Author Response File: Author Response.pdf
Reviewer 2 Report
The paper by Gebraad et al. describes the responses of bone marrow-derived mesenchymal stem/stromal cells (BMSC) from healthy donors to melflufen, a new drug for the therapy of multiple myeloma (MM). The authors compare the effect of melflufen (a form of melphalan modified so as to be more active, due to its high lipophilicity), to melphalan and doxorubicin (plus controls such as DMSO). The action of melflufen is also tested on one MM cell line, MM.1S. Different types of action of melflufen are examined, all very carefully, using different approaches : cell viability assays ; proliferation assays ; adipogenic and osteogenic differentiation assays ; angiogenesis assays ; immunochemistry studies ; and gene expression assays (including qRT-PCRs). Melflufen is also studied in co-cultures of BMSC and MM.1S cells. Hence the studies of the effect of melflufen on BMSC and MM.1S are quite complete, rather exhaustive. Figures are easy to read. The results are clear, though limited (and expected) : BMSC are significantly more sensitive to melflufen than to melphalan (Nb : doxurubicin has the strongest toxic effect on BMSC). In addition, BMSC do not protect MM.1S from the toxic effects of melflufen (while BMSC protect MM.1S cells from doxorubicin-induced cell death). The discussion of these results is well conducted, including the potential negative effects of the strong inhibition of BMSC by melflufen, in addition to the inhibition of myeloma plasma cells. In conclusion, the study was performed appropriately and provides useful information, thus deserves to be published in Cells.

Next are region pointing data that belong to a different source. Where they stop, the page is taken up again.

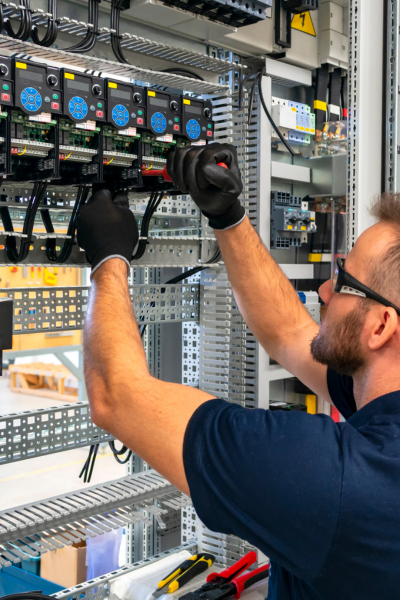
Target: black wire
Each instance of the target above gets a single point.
(270, 119)
(90, 38)
(118, 453)
(153, 204)
(115, 35)
(25, 25)
(66, 250)
(183, 276)
(52, 27)
(15, 255)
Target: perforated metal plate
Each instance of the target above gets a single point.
(64, 308)
(63, 520)
(40, 432)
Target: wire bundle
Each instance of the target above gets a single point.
(52, 27)
(66, 250)
(89, 40)
(25, 25)
(115, 36)
(15, 255)
(154, 203)
(253, 80)
(89, 464)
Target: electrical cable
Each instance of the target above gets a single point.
(25, 25)
(15, 255)
(270, 119)
(89, 40)
(115, 35)
(153, 204)
(52, 27)
(118, 453)
(66, 250)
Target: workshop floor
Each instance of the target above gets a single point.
(46, 476)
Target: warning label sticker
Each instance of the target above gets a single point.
(303, 22)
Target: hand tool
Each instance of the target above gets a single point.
(163, 172)
(227, 583)
(184, 573)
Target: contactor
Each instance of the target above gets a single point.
(197, 123)
(291, 221)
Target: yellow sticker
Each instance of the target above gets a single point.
(315, 258)
(320, 105)
(303, 22)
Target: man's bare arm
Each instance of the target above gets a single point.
(270, 305)
(148, 416)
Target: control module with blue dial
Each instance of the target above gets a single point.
(164, 113)
(126, 105)
(197, 123)
(84, 97)
(37, 88)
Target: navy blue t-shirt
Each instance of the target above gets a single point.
(321, 499)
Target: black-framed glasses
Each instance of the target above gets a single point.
(344, 283)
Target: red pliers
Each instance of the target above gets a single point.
(228, 583)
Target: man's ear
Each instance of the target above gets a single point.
(385, 326)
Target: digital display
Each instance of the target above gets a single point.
(193, 110)
(120, 94)
(77, 85)
(158, 102)
(28, 76)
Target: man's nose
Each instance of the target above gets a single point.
(325, 291)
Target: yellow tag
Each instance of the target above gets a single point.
(319, 105)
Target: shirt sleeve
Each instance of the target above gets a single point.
(271, 478)
(340, 389)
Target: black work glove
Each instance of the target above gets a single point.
(215, 190)
(107, 228)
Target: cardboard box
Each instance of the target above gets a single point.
(65, 566)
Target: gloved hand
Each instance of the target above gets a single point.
(214, 189)
(107, 228)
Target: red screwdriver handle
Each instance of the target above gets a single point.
(241, 565)
(245, 581)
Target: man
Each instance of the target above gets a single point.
(321, 499)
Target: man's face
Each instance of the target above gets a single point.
(339, 343)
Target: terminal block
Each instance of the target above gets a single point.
(126, 117)
(32, 144)
(80, 143)
(291, 221)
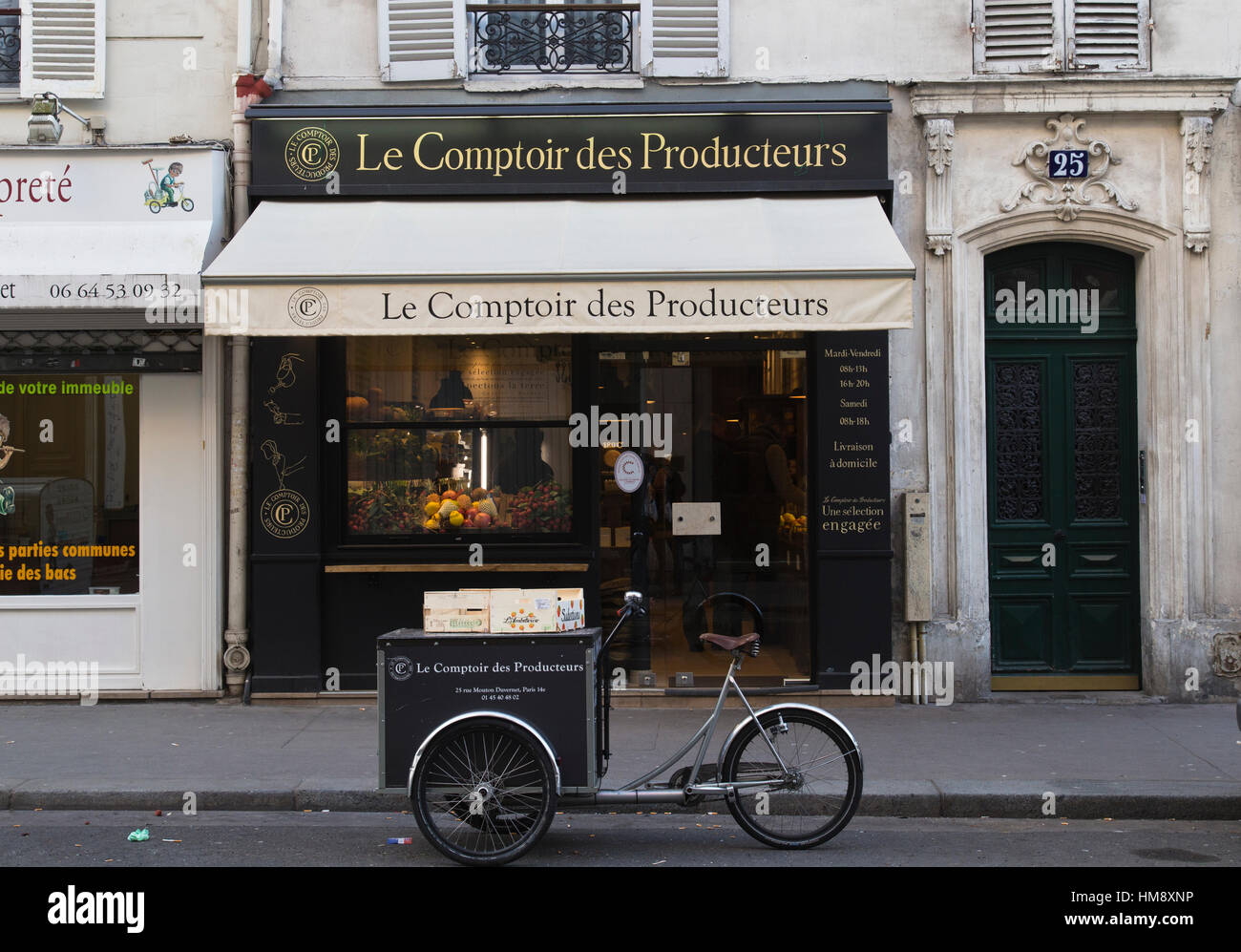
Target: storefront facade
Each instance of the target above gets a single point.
(719, 296)
(108, 460)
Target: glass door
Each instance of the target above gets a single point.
(714, 427)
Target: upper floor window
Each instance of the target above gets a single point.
(455, 38)
(1058, 36)
(60, 48)
(11, 48)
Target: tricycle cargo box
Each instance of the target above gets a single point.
(545, 679)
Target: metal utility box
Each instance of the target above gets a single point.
(545, 679)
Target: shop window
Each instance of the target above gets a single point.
(11, 48)
(452, 437)
(69, 484)
(1051, 36)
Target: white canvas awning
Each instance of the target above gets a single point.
(608, 264)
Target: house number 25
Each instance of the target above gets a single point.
(1067, 164)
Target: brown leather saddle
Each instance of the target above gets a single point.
(730, 645)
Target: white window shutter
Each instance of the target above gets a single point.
(62, 49)
(1109, 35)
(1019, 36)
(684, 37)
(422, 40)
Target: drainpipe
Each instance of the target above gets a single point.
(249, 90)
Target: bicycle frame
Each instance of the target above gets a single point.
(703, 737)
(634, 792)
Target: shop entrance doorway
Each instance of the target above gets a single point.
(718, 422)
(1062, 468)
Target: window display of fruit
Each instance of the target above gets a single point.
(792, 526)
(384, 509)
(416, 506)
(544, 508)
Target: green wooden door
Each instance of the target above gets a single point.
(1062, 473)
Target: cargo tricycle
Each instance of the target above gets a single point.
(491, 733)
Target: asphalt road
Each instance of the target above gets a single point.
(91, 839)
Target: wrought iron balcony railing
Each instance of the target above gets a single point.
(11, 46)
(554, 38)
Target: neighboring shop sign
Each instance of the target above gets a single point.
(106, 228)
(770, 147)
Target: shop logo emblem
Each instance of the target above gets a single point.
(311, 153)
(400, 667)
(284, 514)
(308, 307)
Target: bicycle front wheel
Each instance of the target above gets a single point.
(484, 792)
(808, 801)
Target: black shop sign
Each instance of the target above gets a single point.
(584, 153)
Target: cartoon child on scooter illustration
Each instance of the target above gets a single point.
(165, 191)
(8, 497)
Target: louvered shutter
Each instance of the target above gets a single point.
(62, 48)
(1019, 36)
(422, 40)
(1109, 35)
(684, 37)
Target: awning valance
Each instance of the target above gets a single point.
(613, 264)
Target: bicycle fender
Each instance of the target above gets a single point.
(482, 715)
(787, 707)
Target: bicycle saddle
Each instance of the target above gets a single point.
(728, 645)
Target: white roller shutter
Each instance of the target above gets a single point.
(1109, 35)
(422, 40)
(1018, 36)
(62, 48)
(685, 37)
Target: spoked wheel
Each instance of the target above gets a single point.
(484, 792)
(814, 798)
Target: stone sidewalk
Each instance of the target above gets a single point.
(1132, 761)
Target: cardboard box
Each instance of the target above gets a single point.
(537, 609)
(464, 611)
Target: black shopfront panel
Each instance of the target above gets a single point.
(852, 517)
(285, 439)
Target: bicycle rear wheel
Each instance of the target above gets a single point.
(484, 792)
(810, 803)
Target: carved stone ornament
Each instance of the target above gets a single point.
(1195, 198)
(1067, 197)
(1227, 655)
(938, 135)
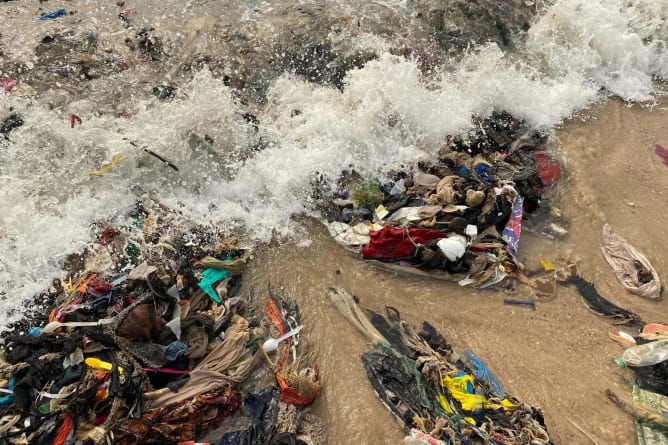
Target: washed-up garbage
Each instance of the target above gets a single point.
(8, 84)
(53, 14)
(459, 218)
(594, 301)
(631, 267)
(647, 356)
(436, 397)
(134, 351)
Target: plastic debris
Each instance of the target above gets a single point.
(53, 14)
(107, 167)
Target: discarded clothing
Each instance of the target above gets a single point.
(631, 267)
(391, 243)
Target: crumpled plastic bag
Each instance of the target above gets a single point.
(624, 260)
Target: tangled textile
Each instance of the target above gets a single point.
(392, 243)
(180, 421)
(286, 377)
(627, 261)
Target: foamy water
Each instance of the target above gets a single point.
(388, 113)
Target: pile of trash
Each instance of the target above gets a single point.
(438, 396)
(647, 354)
(461, 217)
(148, 341)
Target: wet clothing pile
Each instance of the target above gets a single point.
(437, 395)
(647, 354)
(492, 180)
(145, 342)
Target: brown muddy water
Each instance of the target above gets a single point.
(559, 357)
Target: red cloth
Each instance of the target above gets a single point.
(548, 170)
(391, 243)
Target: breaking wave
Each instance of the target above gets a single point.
(234, 173)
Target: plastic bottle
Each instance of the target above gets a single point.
(646, 355)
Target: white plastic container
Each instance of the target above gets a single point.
(647, 354)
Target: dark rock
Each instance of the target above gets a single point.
(9, 123)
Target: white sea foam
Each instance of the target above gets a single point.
(577, 52)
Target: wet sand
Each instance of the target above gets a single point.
(559, 357)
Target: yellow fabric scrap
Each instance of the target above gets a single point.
(107, 167)
(471, 402)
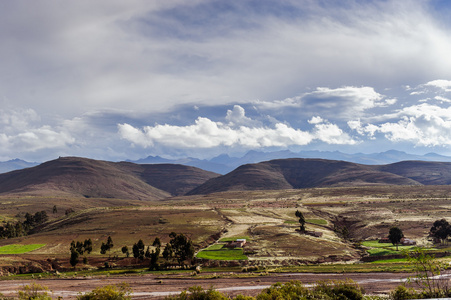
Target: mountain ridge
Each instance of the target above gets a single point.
(83, 177)
(224, 163)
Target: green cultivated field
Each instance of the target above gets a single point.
(218, 252)
(19, 249)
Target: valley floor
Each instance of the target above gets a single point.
(157, 287)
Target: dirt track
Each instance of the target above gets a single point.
(157, 287)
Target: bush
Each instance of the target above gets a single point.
(34, 291)
(340, 290)
(108, 292)
(198, 293)
(289, 291)
(402, 293)
(333, 290)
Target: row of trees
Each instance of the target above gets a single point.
(179, 248)
(441, 230)
(17, 229)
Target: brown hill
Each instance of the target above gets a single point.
(299, 173)
(427, 173)
(101, 179)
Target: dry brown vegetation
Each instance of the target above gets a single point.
(266, 217)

lines 257-259 should be deleted.
Author Response
To reviewer 2:
Thank you very much for your comments. The use of a single myeloma cell line in the BMSC-myeloma cell co-cultures is a limitation, which we have now briefly discussed. Lines 257-259 have been deleted.
Yours sincerely,
The authors
Reviewer 3 Report
The study demonstrated the important point of interest in the field of drug resistance in MM patients. The methodology and the manuscript were well writen. The result is also of interest for further study the efficacy in using melflufen in combination with other drugs classes to enhance the response and overcome drug resistance producing by BM stromal cell.
Author Response
Thank you very much for your comments.
Yours sincerely,
The authors
Reviewer 4 Report
Since the interest of the study is to investigate if BMSCs increase or decrease the tumnoricidial effect of melflufen, I suggest the Authors to firstly report the data regarding the cocultures of BMSCs with MM.1S myeloma cells and then those regarding the activity of different drugs on adipogenesis, osteogenesis and BMSC-mediated angiogenesis which could explain the possible mechanisms of action of melflulen in comparison with other chemotherapeutic drugs. Furthermore, they should more extensively discuss the limitations of their model of BMSC coculture with the myeloma cell line MM.1S.
Author Response
Thank you very much for your comments.
We have moved the data regarding the co-culture of BMSCs and the myeloma cell line before those regarding adipogenesis, osteogenesis and BMSC-mediated angiogenesis.
We have extended the discussion on the limitations of our model of BMSC coculture with a single myeloma cell line, which were physically separated by the cell culture inserts.
Yours sincerely,
The authors
Round 2
Reviewer 1 Report
Authors addressed all the points raised by the reviewer. The manuscript is now acceptable for publication.
Reviewer 4 Report
In the present form the aim of the study is better specified and the data are more clearly and precisely reported.